What is Play Therapy?

2021-04-07 15:47:35

On today's blog we are sitting down with Rachael Pasemko, Child Therapist with Lighthouse Therapy in Kamloops B.C. Rachael is a registered social worker, clinical counselor, and play therapy supervisor. She has been a therapist for 10 years now! (Wow, Congrats Rachael!)

My knowledge of Play Therapy was very limited prior to our discussion, but I understood that open-ended toys played a large role in the approach, so I was very eager to chat with Rachael and learn more about it. Let's cut to the chase shall we?


What is Play Therapy?

Play therapy is an approach to support children who are having difficulties, whether they have experienced a trauma, a loss in their lives, anxiety, or challenging behaviours that adults in their life can not make sense of.


What happens in a Play Therapy session?

Rachael's general method is non-directive, which is where children will come in and explore the room their way. They choose what they want to do and what toys they want to play with. There is meaning behind every toy a child chooses. They choose to play in a way that communicates what they are feeling, whether that's processing something difficult that has happened in their life, or preparing for something that they may be nervous about, Play Therapy help's them make sense of their world. 

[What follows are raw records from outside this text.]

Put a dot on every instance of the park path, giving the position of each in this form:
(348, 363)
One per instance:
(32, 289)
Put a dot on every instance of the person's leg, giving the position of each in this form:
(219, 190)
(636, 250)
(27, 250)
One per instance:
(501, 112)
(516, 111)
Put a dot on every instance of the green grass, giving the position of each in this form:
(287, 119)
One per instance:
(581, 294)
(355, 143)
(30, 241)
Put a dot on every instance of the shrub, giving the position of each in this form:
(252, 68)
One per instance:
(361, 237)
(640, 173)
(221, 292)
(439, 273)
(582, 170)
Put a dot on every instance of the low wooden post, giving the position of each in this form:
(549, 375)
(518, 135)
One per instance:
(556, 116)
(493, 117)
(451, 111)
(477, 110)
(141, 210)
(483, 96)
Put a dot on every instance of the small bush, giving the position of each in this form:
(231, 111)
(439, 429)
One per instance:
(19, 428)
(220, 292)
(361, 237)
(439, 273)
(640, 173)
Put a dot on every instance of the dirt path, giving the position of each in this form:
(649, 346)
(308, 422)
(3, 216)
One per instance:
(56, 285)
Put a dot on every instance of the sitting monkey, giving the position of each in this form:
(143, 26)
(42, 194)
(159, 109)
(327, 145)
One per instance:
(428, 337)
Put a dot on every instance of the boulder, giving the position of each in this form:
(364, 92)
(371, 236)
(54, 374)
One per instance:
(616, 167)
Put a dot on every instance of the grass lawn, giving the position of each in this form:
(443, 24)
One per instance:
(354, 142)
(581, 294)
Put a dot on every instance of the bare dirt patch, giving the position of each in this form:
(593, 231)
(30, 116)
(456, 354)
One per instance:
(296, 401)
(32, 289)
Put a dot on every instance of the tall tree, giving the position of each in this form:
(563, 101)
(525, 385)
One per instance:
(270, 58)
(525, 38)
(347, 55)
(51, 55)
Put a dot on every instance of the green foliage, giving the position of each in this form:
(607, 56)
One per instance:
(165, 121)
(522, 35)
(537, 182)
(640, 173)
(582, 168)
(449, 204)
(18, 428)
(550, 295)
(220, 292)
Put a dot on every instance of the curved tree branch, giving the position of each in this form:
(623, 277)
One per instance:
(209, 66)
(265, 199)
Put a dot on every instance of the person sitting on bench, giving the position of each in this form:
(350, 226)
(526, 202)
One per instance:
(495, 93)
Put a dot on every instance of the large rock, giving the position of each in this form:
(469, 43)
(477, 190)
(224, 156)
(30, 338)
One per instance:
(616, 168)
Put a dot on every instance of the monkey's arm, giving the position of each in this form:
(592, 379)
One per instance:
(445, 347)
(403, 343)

This behaviour comes from the right side of the brain. The left side is responsible for the ability to vocalize feelings, however children have a hard time with this form of communication. The right side takes over when children share through symbols and metaphors and make up stories about their experiences and feelings.

At times, she uses the directive approach where she will choose and facilitate the activity, but ultimately the child will take over and share in their own way.


What ages are best suited for Play Therapy?

The best ages for Play Therapy is between 4 to 12 years old. Once a child turns 4, there's a developmental shift and sense of self that occurs. This change enables them to better reflect thoughts, emotions, and feelings. 


What toys are used in Play Therapy?

Rachael uses open-ended inspired toys to leave the play and narrative up to the child. Some examples are:

Sand Therapy with figurines - children choose figurines they are drawn to and make their own world in the sand

Folkmanis Puppets - help facilitate conversation by having a barrier or representative character

Other open-ended toys include board games, arts and crafts, and essentially anything else they are interested in.


How can parents facilitate this approach in a home setting?

It's important to make notes of shifts in behaviours such as trouble sleeping, trouble eating, and/or difficulty dealing with stress.

Rachael coaches and works with parents so they can practice these methods at home. She'll have parents participate in play with their child by asking and giving them time to reflect on their expressions, while not overwhelming them.